Il sera intéressant de voir quand et comment la carrière de Close sera réhabilitée et si elle recevra un «astérisque», une étiquette avertissant les téléspectateurs des aspects les moins salés de sa vie. Car la réhabilitation semble inévitable. Même lorsque le scandale était à son paroxysme, les directeurs de musée ont défendu son travail – en désignant d'autres artistes coupables de comportements offensants à travers les siècles mais qui ont rendu digne – ou du moins digne d'un musée – l'art.

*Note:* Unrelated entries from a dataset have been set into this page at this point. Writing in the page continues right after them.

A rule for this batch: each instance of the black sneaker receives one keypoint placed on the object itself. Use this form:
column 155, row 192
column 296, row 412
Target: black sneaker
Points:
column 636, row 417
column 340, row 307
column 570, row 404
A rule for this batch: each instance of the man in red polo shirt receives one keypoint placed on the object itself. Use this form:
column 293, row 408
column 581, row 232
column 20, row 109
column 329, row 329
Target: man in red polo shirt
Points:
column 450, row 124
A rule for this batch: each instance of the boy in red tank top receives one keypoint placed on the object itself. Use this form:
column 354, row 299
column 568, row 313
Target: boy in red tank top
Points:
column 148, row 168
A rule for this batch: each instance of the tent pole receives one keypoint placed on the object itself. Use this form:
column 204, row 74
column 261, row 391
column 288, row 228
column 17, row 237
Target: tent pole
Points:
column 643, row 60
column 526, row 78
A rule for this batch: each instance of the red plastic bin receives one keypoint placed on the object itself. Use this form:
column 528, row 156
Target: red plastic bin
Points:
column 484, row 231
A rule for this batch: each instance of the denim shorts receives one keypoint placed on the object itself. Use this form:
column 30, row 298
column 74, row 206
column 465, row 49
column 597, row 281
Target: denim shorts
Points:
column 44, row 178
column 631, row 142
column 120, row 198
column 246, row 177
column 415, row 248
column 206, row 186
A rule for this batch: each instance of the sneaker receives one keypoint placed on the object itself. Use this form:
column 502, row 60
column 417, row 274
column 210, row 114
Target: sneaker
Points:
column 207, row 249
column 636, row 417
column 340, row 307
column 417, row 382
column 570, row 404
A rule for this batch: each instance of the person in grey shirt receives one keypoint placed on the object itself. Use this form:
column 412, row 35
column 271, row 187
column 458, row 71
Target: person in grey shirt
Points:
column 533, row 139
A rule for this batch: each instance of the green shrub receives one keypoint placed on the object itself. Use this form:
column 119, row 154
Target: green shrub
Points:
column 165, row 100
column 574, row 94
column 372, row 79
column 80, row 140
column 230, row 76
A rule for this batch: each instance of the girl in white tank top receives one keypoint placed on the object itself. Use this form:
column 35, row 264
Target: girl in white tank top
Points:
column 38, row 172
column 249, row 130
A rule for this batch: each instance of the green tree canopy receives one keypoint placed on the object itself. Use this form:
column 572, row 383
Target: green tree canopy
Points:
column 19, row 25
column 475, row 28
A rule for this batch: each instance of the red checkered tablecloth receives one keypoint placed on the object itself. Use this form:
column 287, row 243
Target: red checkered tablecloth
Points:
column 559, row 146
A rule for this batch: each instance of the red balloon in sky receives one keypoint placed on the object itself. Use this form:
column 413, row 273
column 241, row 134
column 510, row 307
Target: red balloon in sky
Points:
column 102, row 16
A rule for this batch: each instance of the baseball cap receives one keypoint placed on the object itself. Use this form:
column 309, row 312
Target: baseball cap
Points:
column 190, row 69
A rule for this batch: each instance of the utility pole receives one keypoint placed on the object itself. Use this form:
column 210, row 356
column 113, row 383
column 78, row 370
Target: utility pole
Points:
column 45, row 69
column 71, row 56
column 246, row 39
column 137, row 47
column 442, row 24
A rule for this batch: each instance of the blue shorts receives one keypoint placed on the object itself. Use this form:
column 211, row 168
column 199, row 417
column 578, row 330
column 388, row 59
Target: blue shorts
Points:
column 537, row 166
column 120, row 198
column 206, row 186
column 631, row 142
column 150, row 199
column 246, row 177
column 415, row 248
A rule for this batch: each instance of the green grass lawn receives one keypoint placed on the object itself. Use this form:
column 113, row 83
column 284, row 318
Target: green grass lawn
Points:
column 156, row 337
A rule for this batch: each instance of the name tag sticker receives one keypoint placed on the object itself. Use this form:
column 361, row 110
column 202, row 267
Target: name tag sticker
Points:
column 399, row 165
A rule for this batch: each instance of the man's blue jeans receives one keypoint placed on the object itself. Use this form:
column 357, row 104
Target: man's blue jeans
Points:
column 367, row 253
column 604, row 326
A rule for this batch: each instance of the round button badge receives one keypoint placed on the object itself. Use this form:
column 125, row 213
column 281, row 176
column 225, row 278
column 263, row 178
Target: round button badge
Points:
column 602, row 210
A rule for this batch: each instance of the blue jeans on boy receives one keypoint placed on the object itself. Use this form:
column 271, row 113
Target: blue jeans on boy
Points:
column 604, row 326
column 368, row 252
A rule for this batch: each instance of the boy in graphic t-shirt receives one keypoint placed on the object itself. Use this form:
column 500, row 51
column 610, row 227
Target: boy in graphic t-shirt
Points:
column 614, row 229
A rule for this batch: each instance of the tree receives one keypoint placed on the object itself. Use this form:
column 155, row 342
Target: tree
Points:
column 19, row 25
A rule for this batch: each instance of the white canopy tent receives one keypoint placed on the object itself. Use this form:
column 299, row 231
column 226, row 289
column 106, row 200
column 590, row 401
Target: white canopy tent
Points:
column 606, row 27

Et le travail de Close se trouve dans de très nombreux musées – un élément essentiel de toute collection publique qui se respecte. Ses grands visages continuent de surprendre et même de frissonner sans offenser. Ils sont extrêmement accessibles et légèrement sensationnels à l'heure où les musées se gardent bien de minimiser leur élitisme et poussent à la sensibilisation du public. Je soupçonne que ses peintures ne seront pas hors de vue longtemps. Et qui sait, peut-être que les astérisques ne sont pas si mauvais. Il y a des dizaines d'artistes masculins qui se qualifient, peut-être des femmes aussi. C'est plus sain de les voir – et leur travail – sans les lunettes teintées de rose.